Bölüm 9 - Karanlık Balo (1. Kısım)

3 1 2
                                    

*Bana yalvardı sanki; gözleri umutsuz, elleri çaresizdi. Bedenini ayakları götürüyordu ama ruhu, kalbi burada benimleydi...
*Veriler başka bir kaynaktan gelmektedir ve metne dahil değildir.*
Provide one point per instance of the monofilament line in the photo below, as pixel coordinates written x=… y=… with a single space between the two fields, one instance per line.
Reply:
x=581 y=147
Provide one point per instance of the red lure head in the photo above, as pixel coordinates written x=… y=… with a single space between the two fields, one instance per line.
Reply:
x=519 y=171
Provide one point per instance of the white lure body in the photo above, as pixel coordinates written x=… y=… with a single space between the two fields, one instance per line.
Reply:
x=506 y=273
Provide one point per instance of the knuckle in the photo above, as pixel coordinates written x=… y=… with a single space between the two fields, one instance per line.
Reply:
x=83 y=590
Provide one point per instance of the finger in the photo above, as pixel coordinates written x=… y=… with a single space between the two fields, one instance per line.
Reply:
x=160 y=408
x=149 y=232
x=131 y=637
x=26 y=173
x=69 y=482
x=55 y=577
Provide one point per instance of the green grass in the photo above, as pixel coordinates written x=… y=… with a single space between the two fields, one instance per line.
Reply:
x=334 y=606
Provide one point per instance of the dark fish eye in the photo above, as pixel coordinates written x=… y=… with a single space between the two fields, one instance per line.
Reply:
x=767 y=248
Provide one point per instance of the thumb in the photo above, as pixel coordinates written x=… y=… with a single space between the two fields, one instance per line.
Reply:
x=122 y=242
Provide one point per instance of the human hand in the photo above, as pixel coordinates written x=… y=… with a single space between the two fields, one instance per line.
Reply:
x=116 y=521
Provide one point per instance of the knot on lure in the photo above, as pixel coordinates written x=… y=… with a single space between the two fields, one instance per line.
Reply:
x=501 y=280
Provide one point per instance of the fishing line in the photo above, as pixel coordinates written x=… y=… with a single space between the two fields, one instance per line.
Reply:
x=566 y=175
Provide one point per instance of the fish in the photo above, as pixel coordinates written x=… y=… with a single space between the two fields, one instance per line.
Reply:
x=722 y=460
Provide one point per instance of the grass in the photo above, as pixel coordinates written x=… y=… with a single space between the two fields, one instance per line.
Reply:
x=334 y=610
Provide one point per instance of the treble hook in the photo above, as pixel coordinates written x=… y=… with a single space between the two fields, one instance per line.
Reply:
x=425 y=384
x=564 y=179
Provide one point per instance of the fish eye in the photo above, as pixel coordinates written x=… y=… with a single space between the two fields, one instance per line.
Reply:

Ders bir türlü bitmiyordu, sıkıntıdan patlamak üzereydim ama yapabileceğim tek şey defterime bir şeyler çizmekti. Arada bir kafamı kaldırıp Emir'e baktım ama o hiç dönüp bana bakmadı. Haklıydı, zaten ona bunu ben dedim ama iyiliği için sonuçta... Yine de kendimi suçlu hissediyorum çünkü bundan hiç hoşlanmış gibi durmuyor. Bende bayılmıyorum tabi ama mecburum işte. Kaanın koluma dokundupunu hissedince ona doğru döndüm. Bana gülümseyerek bakıp önüme doğru bir kağıt uzattı. Açıp okudum. "Ne bu somurtmalar ya, Emirle kavga filan mı ettiniz? Sanki hayattan soyutlanmış gibi duruyorsunuz." "Yok ama... bu çok uzun bir mesele, ben sana daha sonra anlatırım." "Tamam,öyleyse sana bir şey sorabilir miyim? Ama yanlış anlamak yok." Hafifçe gülümsedim. O an biri beni izliyormuş gibi bir his kapladı içimi ama eğer bakan Emir ise onun tarafına dönünce bakışlarını kaçıracağını bildiğim için görmezlikten geldim. "Tamam, anlamam söz." "Benimle baloya gelmek ister misin?" Bir an şaşırdım, ne derim bilemedim. Cidden baloya gitmek için birilerini arıyordum ve tam üstüne gelmişti. Yavaşça Emir'e doğru baktım, kafasını sıraya koymuş muhtemelen uyuyordu. Tekrar önüme dönüp kendimi gazladım. 'Nilsu, Emir'i unutmak zorundasın. Al işte, şans ayağına geldi... Sadece arkadaş olarak bile olsa baloya Kaanla gitmelisin! Duydun değil mi?' Hafiften titreyen elimle kağıda cevabımı yazıp verdim. "Bunu geri çeviremem." Kaan cevabı okuyunca gülümseyip kulağıma doğru eğildi. "Teşekkürler... " Ona gülümseyerek karşılık verdim. Mutluydu, ben de mutlu olmak için elimden geleni yapıyordum. Camdan dışarıya baktım, çok güzel görünüyordu. Dönüp saate baktım ve sonunda zil çaldı. Sena hemen Emir'in yanına gitti, umursamayıp Kaan'a döndüm. "Dışarı çıkalım mı, hem sana sözüm vardı?" "Olur. Ben unutmuştum, iyi hatırlattın." Sıradan kalkıp dışarı çıktık, bahçede gezinirken rastgele şeyler konuşmaya başladık. Emir'i aklımdan çıkarmak çok zor ama inanıyorum olucak. Konuşurken onu değil karşımdakini düşünücem. 'Bu çok zor bir iş evet!'

(1 Hafta Sonra...)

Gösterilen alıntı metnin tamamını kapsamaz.